If you're an eCommerce company, you've noticed that sometimes things gets lost in the mail. Customers quickly become frustrated when an item promised to ship in five days has reached day ten stuck on "preparing your order" status.
Not only may this customer have a bad taste from this interaction preventing their re-order in the future - they may cancel the current one, especially if the need was time-sensitive.
Now, imagine that after ten days, this customer receives a phone call from Tony, a representative of the company who says they noticed the stuck status, have looked into it, and have moved the package along its way. In both worlds - one where Tony called and one where he didn't - perhaps the package would have left on day ten regardless, but the brief call signals the customer's importance to the company and the company's awareness of the customer's issue. I guarantee the customer won't have had an experience like this with any other company, and despite the delay, is much more likely to stick around. You may even get this customer sharing their good experience with others.
But if you've got thousands, hundreds of thousands, or millions of customers, you may say this idea is simply not scalable. It would take a call center of employees to do this level of outreach for some larger companies.
The good news is, you don't have to message every single one.

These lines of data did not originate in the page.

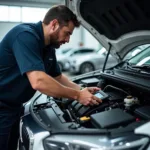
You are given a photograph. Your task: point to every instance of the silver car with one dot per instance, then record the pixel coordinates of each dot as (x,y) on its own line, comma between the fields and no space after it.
(90,62)
(63,58)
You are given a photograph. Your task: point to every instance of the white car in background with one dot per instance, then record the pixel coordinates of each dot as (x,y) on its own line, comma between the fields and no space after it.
(64,57)
(90,62)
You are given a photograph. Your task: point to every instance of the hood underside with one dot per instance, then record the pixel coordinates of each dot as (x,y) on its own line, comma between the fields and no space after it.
(121,24)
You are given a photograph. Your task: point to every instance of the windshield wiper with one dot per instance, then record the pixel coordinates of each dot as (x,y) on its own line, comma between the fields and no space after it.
(141,67)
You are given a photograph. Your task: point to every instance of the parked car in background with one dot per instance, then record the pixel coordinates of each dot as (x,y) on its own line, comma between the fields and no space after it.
(64,57)
(89,62)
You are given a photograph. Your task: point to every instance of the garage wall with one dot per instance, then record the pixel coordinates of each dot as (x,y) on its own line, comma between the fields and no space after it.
(79,36)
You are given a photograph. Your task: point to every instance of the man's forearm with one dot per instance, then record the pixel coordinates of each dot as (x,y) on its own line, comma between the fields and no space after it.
(63,79)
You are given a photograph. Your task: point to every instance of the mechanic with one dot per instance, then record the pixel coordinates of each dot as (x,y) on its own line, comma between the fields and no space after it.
(28,63)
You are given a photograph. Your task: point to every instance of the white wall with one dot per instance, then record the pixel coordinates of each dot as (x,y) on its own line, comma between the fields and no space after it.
(5,27)
(87,39)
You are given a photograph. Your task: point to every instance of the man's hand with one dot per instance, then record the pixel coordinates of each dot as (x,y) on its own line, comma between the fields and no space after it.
(86,98)
(93,90)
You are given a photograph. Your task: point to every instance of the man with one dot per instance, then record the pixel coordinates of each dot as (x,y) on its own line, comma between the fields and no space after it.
(28,63)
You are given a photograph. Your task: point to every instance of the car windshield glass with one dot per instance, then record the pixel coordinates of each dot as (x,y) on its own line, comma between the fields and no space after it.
(101,51)
(142,58)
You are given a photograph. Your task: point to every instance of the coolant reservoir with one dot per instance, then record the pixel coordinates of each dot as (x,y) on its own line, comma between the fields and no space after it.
(129,101)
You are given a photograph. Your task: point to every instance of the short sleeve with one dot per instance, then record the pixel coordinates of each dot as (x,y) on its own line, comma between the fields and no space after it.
(55,70)
(26,50)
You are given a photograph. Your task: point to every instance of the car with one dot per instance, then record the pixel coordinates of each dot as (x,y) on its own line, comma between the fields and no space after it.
(63,58)
(122,120)
(90,62)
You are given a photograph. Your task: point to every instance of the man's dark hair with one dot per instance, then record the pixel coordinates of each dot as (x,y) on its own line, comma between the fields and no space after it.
(63,14)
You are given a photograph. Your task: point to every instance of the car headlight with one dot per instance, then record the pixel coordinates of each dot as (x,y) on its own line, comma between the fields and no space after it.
(134,142)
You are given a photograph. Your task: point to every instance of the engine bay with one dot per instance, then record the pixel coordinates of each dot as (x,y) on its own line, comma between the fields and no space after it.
(122,105)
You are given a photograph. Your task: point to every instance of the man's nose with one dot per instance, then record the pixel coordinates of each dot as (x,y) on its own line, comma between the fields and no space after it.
(67,39)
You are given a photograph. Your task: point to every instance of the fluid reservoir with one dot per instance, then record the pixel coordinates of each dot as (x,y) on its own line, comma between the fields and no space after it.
(129,101)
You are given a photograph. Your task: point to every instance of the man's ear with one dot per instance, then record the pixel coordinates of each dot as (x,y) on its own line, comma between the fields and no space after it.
(54,24)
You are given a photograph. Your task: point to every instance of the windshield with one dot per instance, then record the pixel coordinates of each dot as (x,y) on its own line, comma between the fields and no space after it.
(143,58)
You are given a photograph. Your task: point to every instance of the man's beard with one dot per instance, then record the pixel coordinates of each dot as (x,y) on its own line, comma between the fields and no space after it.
(54,40)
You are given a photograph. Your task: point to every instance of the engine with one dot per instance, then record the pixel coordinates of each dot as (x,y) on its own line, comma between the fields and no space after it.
(123,104)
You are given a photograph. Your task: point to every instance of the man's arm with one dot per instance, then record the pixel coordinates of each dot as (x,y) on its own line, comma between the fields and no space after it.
(64,80)
(45,84)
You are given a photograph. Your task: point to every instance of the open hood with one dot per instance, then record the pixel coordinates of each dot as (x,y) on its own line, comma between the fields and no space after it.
(118,25)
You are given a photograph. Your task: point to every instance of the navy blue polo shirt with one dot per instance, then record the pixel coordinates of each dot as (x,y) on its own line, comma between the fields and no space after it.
(23,50)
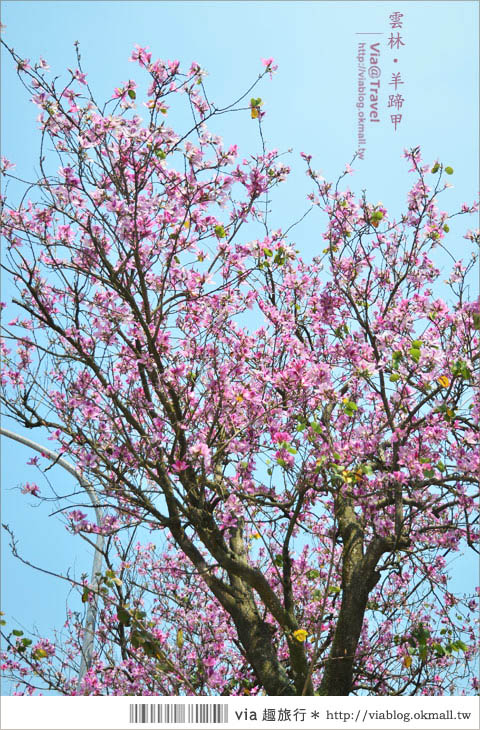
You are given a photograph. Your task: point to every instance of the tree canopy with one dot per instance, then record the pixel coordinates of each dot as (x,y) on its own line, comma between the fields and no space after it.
(285,451)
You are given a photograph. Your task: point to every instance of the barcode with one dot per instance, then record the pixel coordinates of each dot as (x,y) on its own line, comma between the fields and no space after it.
(176,713)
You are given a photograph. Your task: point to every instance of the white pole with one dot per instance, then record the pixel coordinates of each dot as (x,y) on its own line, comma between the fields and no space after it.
(90,620)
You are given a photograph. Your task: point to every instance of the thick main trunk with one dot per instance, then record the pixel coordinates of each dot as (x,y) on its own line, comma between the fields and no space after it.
(256,639)
(359,577)
(338,675)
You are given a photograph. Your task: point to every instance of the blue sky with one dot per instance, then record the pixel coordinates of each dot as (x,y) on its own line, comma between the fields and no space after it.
(310,105)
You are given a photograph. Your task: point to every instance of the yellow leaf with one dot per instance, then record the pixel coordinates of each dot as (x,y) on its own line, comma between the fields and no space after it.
(180,640)
(300,635)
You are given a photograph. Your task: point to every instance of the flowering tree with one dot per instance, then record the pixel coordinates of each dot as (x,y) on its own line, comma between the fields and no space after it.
(285,452)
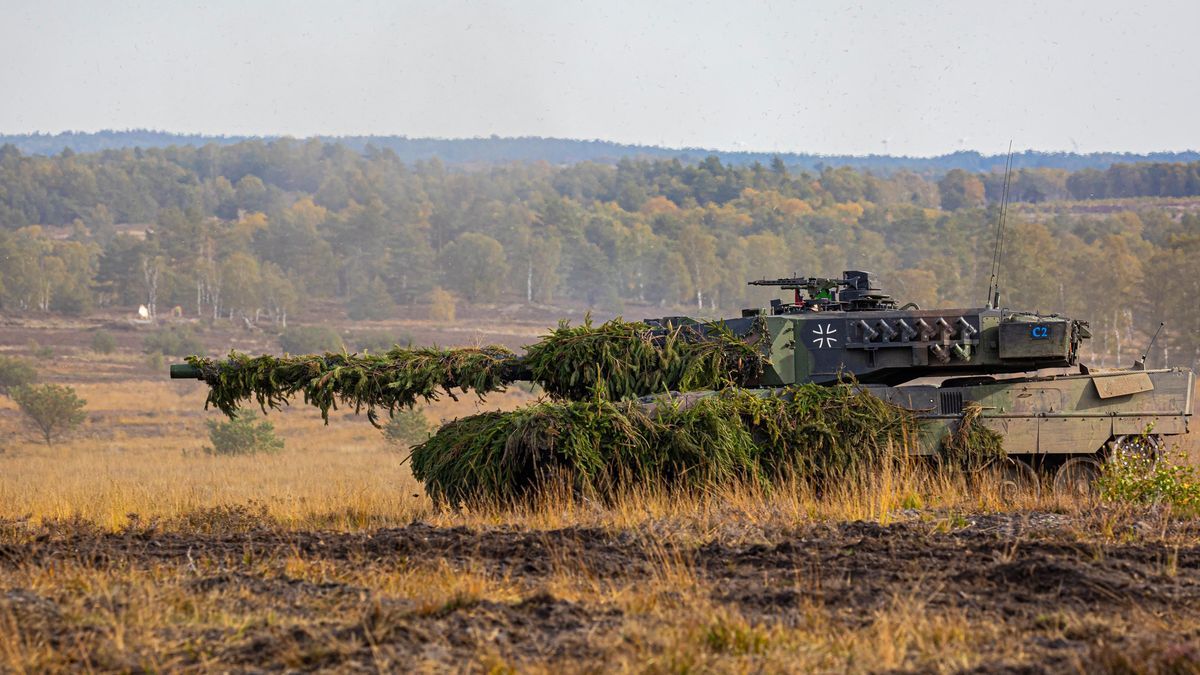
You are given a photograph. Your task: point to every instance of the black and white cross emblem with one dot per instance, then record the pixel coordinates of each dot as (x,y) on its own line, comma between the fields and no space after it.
(825,335)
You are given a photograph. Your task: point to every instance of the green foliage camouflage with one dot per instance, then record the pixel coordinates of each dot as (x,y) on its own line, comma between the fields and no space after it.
(619,359)
(600,446)
(407,428)
(615,360)
(395,380)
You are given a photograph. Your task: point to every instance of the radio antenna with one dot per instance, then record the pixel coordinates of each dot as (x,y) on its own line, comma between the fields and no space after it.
(997,250)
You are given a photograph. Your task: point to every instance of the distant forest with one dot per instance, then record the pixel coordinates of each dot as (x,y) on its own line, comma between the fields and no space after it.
(253,231)
(567,151)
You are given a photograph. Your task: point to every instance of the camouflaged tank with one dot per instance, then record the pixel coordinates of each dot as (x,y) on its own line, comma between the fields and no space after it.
(1059,418)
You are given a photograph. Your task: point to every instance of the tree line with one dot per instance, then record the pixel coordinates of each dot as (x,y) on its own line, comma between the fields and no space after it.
(255,231)
(492,150)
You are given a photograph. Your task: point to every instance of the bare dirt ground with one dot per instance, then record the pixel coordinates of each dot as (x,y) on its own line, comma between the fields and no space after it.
(1006,592)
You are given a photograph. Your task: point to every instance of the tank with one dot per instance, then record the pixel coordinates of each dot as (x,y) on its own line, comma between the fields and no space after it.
(1023,370)
(1019,370)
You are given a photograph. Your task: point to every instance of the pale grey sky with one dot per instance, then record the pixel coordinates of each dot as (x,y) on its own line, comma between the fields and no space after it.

Use CLV to provide an outreach threshold
Using customer lifetime value, you can draw the line wherever your resources allow.
In the above eCommerce example, maybe the customer is a small fish - a drop in the bucket of the monthly revenue. In this case, the eCommerce company can't justify spending the time to do this outreach. But if this customer is one of their top customers - let's say top 10% - and their eCommerce reports flags a high value customer at risk, it's a good idea for this company to reach out.
Take action
Do you know who your top customers are, and which ones are at risk of leaving (both of which you can learn from your customer lifetime value model)?
Good. Now sort those at risk of leaving top-to-bottom by customer lifetime value, and draw a reasonable limit in terms of how many you can reach out to per month based on your resources.
Divide this group into two. Reach out to customers in the first group only, at whatever pace your resourcing allows.
After you've reached out to those in the first group, you can perform a simple comparison. What's the new average churn risk for the group you reached out to versus the one you didn't? How did this impact the customer lifetime value? Does this justify the extra cost to perform this outreach?
I predict you'll be able to measure significant lift in returning customers in the group for which you performed outreach. After this test, you may find that it pays to add resourcing solely for outreach if the change in CLV outweighs the cost.
Don't stop here - how else can you personalize interactions with your top customers in a way that makes them think of you in a good light? No need to speculate, try something and gauge the results, and note the learnings along the way. Not only will you become more customer-centric, you'll become a learning organization with a foundational understanding of who your best customers are and how you can keep them around.